Cases 1–3 had SRS without hemihypotrophy (body asymmetry) in the presence of maternally derived extra copies of the distal chromosome 11p involving the ICR1 and the ICR2. This implies that the SRS phenotype lacking hemihypotrophy in cases 1–3 is primarily caused by two copies of maternally expressed genes on the two ICRs. In this regard, of duplicated maternally expressed genes, CDKN1C functions as a negative growth regulator8 and CDKN1C gain-of-function mutations have been identified in SRS and IMAGeS,2, 4, 5 whereas neither H19 nor KCNQ1 appears to have a positive role in growth regulation. Indeed, H19 is regarded as a possible tumor suppressor gene9 and KCNQ1 encoding a voltage-gated potassium channel is involved in cardiac arrhythmias.10 Thus, it is likely that SRS phenotype lacking hemihypotrophy in cases 1–3 is primarily caused by the presence of two functional copies of the wild-type CDKN1C. It should be pointed out, however, that although the der(16)t(11;16)(p15.3;q24.3) chromosome in cases 1 and 2 had no discernible chromosome 16q deletion, the der(17)t(11;17)(p15.4;q25.3) chromosome in case 3 was missing the ~200 kb telomeric 17q region that harbors several genes. In addition, there are multiple nonimprinted genes on the duplicated chromosome 11p15 regions. Thus, altered dosage of such genes may have exerted a certain effect on growth patterns of cases 1–3.

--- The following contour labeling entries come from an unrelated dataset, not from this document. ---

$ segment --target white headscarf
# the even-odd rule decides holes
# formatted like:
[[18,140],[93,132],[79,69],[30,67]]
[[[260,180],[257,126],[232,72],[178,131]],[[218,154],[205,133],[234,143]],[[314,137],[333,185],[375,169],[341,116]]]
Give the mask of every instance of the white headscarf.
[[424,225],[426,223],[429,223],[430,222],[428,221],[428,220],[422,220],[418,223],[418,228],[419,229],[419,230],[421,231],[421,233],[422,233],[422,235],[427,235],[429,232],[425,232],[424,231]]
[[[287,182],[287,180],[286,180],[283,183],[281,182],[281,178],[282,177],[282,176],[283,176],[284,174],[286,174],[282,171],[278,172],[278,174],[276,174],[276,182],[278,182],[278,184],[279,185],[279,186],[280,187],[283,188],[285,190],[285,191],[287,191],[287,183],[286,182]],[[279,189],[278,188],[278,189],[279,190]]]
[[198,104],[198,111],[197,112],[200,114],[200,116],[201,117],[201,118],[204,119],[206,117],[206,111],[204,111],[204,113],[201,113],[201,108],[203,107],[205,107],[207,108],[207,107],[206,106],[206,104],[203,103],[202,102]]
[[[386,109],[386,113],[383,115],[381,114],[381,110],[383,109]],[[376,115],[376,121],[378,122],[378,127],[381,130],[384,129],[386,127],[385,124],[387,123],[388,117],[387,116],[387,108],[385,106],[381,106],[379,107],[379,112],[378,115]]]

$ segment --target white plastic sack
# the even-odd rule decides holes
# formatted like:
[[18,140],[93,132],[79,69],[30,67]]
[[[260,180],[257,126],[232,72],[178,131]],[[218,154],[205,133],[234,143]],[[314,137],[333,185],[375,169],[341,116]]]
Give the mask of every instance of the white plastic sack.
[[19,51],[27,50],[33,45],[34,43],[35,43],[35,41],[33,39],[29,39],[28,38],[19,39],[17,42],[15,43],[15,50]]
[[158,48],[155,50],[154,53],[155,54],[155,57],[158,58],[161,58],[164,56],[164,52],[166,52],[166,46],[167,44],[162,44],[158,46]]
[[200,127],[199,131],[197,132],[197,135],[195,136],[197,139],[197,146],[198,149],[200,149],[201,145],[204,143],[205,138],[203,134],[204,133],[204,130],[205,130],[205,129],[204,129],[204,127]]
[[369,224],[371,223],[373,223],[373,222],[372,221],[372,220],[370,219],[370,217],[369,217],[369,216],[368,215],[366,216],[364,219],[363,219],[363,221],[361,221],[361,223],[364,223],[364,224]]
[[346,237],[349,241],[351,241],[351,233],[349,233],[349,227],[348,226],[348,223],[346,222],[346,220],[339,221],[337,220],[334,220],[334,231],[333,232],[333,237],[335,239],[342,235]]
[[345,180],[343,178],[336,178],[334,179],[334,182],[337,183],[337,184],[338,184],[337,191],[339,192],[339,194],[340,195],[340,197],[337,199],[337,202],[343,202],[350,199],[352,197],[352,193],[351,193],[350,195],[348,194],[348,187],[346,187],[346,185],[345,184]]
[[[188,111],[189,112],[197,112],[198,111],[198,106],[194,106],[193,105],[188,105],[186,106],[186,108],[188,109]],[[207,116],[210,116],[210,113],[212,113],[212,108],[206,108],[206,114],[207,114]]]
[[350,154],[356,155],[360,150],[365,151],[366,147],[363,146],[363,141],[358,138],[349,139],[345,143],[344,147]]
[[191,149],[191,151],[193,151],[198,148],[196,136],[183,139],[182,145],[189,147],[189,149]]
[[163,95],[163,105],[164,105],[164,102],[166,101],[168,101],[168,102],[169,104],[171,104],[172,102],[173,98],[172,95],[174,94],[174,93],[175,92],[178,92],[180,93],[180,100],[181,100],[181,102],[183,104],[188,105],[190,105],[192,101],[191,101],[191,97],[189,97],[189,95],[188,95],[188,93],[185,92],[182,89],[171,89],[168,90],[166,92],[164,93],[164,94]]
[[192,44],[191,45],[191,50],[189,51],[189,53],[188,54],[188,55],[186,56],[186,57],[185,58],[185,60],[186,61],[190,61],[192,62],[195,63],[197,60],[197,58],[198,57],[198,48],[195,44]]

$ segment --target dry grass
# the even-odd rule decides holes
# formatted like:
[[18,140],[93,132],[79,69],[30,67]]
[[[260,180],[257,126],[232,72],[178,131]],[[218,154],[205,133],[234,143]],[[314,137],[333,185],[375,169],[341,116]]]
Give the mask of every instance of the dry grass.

An extra copy of maternally derived chromosome 11p15 involving CDKN1C has been identified in 16 patients (Table 1) (for detailed clinical features of each case, see Supplementary Table S3).11, 12, 13, 14, 15, 16, 17, 18, 19 Notably, although they frequently show SRS-like phenotype, hemihypotrophy (body asymmetry) has been found only in a single case12 and none of them exhibit IMAGeS-like skeletal, adrenal or genital manifestation. This provides further support for the notion that two copies of maternally derived CDKN1C, as well as mild gain-of-function mutations of CDKN1C usually lead to SRS subtype lacking hemihypotrophy.